To accept that idea explains Mauro, businesses had to overcome an obvious worry: treating fewer patients would mean fewer profits. "It's a reflex reaction across many companies," he says, but they're realizing that usually what benefits patients, boosts the bottom line. A well-targeted medicine can see use in a niche market for decades, but one that helps only a few, yet is given to many - under the old, less-targeted approach - would come off looking only marginally effective on average and would fade from use, or never win regulatory approval. "All these companies have spent millions and millions of dollars and enrolled thousands and thousands of patients in failed clinical trials," Mauro notes.

"Pharmaceutical companies are becoming more convinced that personalized medicine is not only an option but will be a requirement." --David Mauro

As reported in the Aug. 1, 2007, issue of the Journal of Clinical Oncology, Bristol-Myers Squibb and academic researchers reported on 110 cancer patients who were taking cetuximab. The drug was developed by Branchburg, NJ-based Imclone Systems and is marketed by NY-based Bristol-Myers Squibb as Erbitux. They found a good response to the drug in about 25 to 30 patients whose tumors had high expression of two ligands, epiregulin and amphiregulin.

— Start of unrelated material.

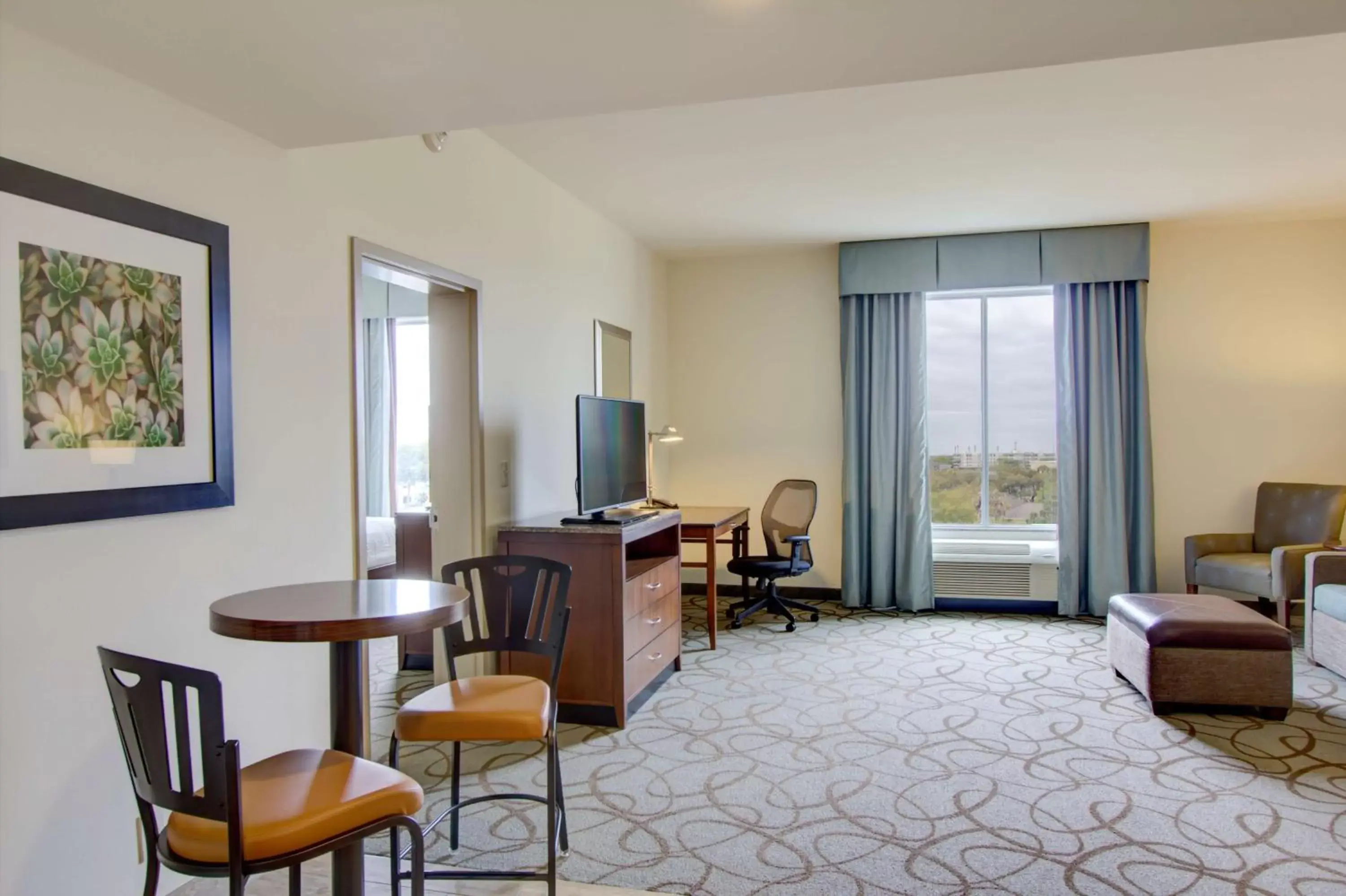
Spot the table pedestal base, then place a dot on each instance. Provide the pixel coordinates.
(348, 719)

"They all had the same type of tumor - metastatic colorectal cancer - that on a slide looks the same," Mauro notes, adding that the findings made sense. Cetuximab, a monoclonal antibody, blocks the epidermal growth factor receptor (EGFR), part of a pathway linked to tumor growth. Some tumors seem more "addicted" to this pathway than others, Mauro says. The involvement of epiregulin and amphiregulin is logical because they activate the receptor, though their connection to better treatment response became evident only after the study, he adds.

Breast cancer is the only solid-tumor cancer currently treatable through a personalized-medicine approach, Mauro says, and the new work reflects an effort to extend this to other cancers. All the half-dozen oncology drugs in Bristol-Myers Squibb's pipeline have an associated "biomarker" research program in this vein, he adds, but the fraction such programs consume of the company's total R&D costs (reported as $3 billion in 2006) is unavailable.

The drawback of these trials is that they don't help most of the participants much. "They're doing it solely to advance science and to help future patients," says Mauro. Future research, he adds, will involve validating the cetuximab findings with prospective trials, and collaborating with San Francisco-based Genomic Health to develop an assay for the ligands useable in regular clinical practice.